However, independence is not completely useless: the convergence $S_{N_{n}}/\sqrt{N_{n}}\to_{\mathcal{L}|N_{n}}\mathcal{N}(0,1)$ together with $N_{n}/n\to_{\mathbb{P}}a$ yields a joint stable convergence in law of $(S_{N_{n}}/\sqrt{N_{n}},N_{n}/n)$. As a result, with independence, the desired convergence still holds even if $a$ is a random variable with $0<a<\infty$ a.s., and the limit would be $\mathcal{MN}(0,a)$, a mixed normal distribution.

For independent $N_{n}$, this is straightforward: $N_{n}\to\infty$ with probability approaching 1, conditional on this event, $S_{N_{n}}/\sqrt{N_{n}}\to_{\mathcal{L}|N_{n}}\mathcal{N}(0,1)$, since the limit is independent of $N_{n}$, it holds unconditionally.
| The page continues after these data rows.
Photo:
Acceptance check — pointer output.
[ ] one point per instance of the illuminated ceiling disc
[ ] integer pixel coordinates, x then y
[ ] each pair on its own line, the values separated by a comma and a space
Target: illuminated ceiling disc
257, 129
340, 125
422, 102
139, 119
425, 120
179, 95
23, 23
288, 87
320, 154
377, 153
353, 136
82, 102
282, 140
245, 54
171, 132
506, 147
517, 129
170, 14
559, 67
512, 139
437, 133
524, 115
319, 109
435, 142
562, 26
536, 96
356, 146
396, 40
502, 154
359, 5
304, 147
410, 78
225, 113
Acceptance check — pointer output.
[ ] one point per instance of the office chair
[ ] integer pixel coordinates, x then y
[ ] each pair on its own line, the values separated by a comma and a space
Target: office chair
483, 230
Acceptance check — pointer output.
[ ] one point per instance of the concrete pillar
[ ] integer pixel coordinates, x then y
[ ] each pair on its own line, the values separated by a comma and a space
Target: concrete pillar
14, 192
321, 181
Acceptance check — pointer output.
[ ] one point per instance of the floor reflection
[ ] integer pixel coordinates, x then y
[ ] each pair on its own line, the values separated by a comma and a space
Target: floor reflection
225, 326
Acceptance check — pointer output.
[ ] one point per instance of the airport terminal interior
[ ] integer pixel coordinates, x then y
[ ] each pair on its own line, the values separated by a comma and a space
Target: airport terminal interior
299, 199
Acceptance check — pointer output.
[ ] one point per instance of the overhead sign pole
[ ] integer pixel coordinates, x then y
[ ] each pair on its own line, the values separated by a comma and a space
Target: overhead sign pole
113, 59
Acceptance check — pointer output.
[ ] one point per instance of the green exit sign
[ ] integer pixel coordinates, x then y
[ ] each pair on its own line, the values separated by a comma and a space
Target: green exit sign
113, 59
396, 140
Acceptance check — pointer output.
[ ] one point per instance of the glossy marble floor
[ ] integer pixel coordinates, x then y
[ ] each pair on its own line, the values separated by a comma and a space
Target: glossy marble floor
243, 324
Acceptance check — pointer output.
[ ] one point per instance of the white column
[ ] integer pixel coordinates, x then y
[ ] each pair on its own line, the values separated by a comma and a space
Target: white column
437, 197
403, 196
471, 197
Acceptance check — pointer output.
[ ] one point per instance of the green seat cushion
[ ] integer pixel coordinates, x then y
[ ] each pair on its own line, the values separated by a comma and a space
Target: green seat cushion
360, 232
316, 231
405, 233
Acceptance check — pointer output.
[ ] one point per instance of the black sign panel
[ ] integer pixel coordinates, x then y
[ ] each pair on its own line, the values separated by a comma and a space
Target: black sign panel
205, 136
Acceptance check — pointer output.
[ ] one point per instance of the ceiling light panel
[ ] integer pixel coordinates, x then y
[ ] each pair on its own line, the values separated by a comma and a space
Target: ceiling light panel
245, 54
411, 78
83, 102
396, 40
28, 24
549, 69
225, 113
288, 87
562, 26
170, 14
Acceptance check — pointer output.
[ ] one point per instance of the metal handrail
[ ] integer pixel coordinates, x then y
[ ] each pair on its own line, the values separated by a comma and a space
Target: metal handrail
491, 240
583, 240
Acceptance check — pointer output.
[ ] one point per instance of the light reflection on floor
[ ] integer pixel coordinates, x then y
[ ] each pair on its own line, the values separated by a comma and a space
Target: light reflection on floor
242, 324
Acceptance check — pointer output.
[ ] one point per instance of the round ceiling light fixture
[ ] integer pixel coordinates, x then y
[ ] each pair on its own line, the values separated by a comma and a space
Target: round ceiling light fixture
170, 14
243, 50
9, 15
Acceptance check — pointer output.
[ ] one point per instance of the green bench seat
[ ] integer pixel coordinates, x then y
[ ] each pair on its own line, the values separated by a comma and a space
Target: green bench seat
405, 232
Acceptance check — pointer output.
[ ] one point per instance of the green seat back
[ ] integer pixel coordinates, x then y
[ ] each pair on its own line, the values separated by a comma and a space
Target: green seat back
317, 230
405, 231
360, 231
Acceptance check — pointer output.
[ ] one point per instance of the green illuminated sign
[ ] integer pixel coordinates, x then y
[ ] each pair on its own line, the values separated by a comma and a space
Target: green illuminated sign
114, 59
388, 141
Applying Slutsky lemma together with $N_{n}/n\to_{\mathbb{P}} a$ gives desired result.

For general $N_{n}$ that is not independent of $S_{n}$, an additional (also necessary) uniform continuity condition is needed, see Aldous, David J (1978) "Weak convergence of randomly indexed sequences of random variables," Math. Proc. Camb. Phil. Soc, Vol. 83(1), 117-126.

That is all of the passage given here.